In his latest documentary Palit takes a cinematic journey of sites he had filmed before. Like the flyover in Mumbai,which was the point of conflict in Anand Patwardhan’s seminal work Bombay,Our City,for which he helmed the camera.“Whenever I pass by the flyover,I think about the pavement dwellers who lived there. I wonder what happened to them,where they are,” says Palit.

His career as a documentary filmmaker in a country like India,where millions of battles are fought everyday for survival,has taught him one valuable lesson. “I can’t mix activism with filmmaking. It becomes too personal and frustrating,” says Palit. But that doesn’t mean Palit believes in dissociating himself from the subject of his film. If anything,In Camera proves something quite to the contrary. Even in his unobtrusive narrative Palit shows a deep empathy for stories that he is retelling.
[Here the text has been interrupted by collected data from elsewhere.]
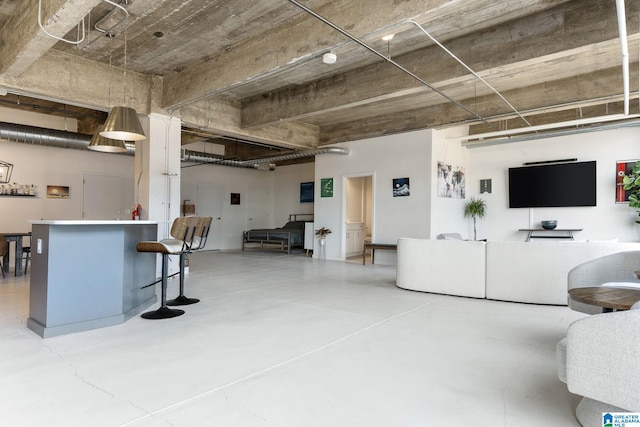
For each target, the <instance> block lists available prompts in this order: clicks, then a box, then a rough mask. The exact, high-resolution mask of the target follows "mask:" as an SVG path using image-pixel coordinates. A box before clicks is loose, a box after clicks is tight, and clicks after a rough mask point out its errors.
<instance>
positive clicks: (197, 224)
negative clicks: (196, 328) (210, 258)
mask: <svg viewBox="0 0 640 427" xmlns="http://www.w3.org/2000/svg"><path fill="white" fill-rule="evenodd" d="M212 220H213V218H212V217H210V216H203V217H198V223H197V225H196V230H195V233H194V235H193V239H192V240H191V243H190V244H188V250H187V251H185V252H183V253H182V254H181V255H180V295H178V296H177V297H176V298H175V299H172V300H170V301H167V305H169V306H179V305H190V304H195V303H197V302H200V300H199V299H197V298H189V297H187V296H185V295H184V264H185V259H186V258H187V254H189V253H191V252H193V251H197V250H200V249H202V248H204V246H205V245H206V244H207V237H208V235H209V229H210V228H211V222H212Z"/></svg>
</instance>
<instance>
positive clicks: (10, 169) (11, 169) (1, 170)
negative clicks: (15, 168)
mask: <svg viewBox="0 0 640 427" xmlns="http://www.w3.org/2000/svg"><path fill="white" fill-rule="evenodd" d="M11 172H13V165H12V164H11V163H7V162H3V161H2V160H0V183H3V184H6V183H9V182H11Z"/></svg>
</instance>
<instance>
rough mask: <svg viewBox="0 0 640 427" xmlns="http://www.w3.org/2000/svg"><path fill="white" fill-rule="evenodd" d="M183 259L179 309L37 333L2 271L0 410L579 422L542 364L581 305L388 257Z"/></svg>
mask: <svg viewBox="0 0 640 427" xmlns="http://www.w3.org/2000/svg"><path fill="white" fill-rule="evenodd" d="M189 270H190V271H189V274H188V276H187V281H186V289H187V292H186V293H187V295H188V296H192V297H198V298H200V299H201V302H200V303H198V304H195V305H192V306H188V307H186V308H185V310H186V314H185V315H183V316H181V317H177V318H174V319H168V320H159V321H158V320H156V321H152V320H145V319H142V318H140V317H139V316H138V317H135V318H133V319H131V320H129V321H128V322H127V323H125V324H122V325H118V326H112V327H108V328H103V329H99V330H92V331H86V332H81V333H75V334H70V335H66V336H60V337H55V338H49V339H42V338H40V337H39V336H37V335H36V334H35V333H33V332H31V331H30V330H28V329H27V328H26V320H27V317H28V286H29V281H28V279H29V276H28V275H27V276H23V277H20V278H14V277H13V276H8V277H7V278H6V279H0V349H2V350H1V352H0V353H1V354H2V357H0V407H2V408H3V410H2V425H7V426H12V427H15V426H44V425H46V426H65V427H68V426H92V427H95V426H136V427H151V426H153V427H156V426H189V427H191V426H216V427H217V426H219V427H225V426H242V427H244V426H249V427H252V426H296V427H297V426H331V427H341V426H349V427H353V426H367V427H370V426H455V427H457V426H474V427H483V426H487V427H495V426H509V427H529V426H530V427H539V426H555V427H558V426H576V425H578V424H577V422H576V421H575V418H574V409H575V405H576V404H577V397H576V396H572V395H570V394H569V393H568V392H567V389H566V386H565V384H563V383H561V382H560V381H559V380H558V379H557V376H556V359H555V345H556V342H557V341H559V340H560V339H561V338H562V337H563V336H564V335H565V332H566V329H567V326H568V325H569V324H570V323H571V322H572V321H574V320H577V319H579V318H581V317H583V315H582V314H580V313H576V312H573V311H571V310H570V309H568V308H567V307H553V306H537V305H526V304H515V303H506V302H498V301H487V300H476V299H470V298H460V297H451V296H444V295H434V294H425V293H418V292H410V291H405V290H401V289H398V288H396V287H395V285H394V282H395V267H394V266H385V265H378V264H376V265H370V264H367V265H366V266H362V265H361V264H358V263H346V262H344V263H343V262H334V261H318V260H314V259H312V258H308V257H305V256H304V255H291V256H287V255H283V254H277V253H265V252H261V251H247V252H244V253H237V252H223V253H221V252H201V253H197V254H192V255H191V257H190V268H189ZM176 293H177V280H172V281H171V282H170V289H169V297H173V296H175V295H176ZM154 308H155V307H154Z"/></svg>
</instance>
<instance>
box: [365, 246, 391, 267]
mask: <svg viewBox="0 0 640 427" xmlns="http://www.w3.org/2000/svg"><path fill="white" fill-rule="evenodd" d="M367 249H371V264H374V263H375V258H376V249H386V250H390V251H395V250H397V249H398V245H394V244H390V243H371V242H365V243H364V250H363V251H362V265H364V264H365V260H366V259H367Z"/></svg>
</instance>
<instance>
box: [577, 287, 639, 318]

Even in 7 Khoon Maaf,Palit’s most commercial project till date,his camera tried to delve into the characters to extract their stories . As a particularly enthusiastic student pointed out,the Irrfan Khan–Priyanka Chopra rape sequence in the film where the camera is in the bed with the characters instead of being a voyeuristic presence. “I feel that enhanced the performances,” smiles Palit. He is full of praise about the way Vishal Bharadwaj works. “There was no shot breakdown during filming. I was given complete freedom to interpret the scene in the way I want,” he says.

His next project,another documentary,is something a little more light-hearted and quintessentially Bengali,the art of adda. “I am filming it in Kolkata and it should be ready soon ,” he sums up.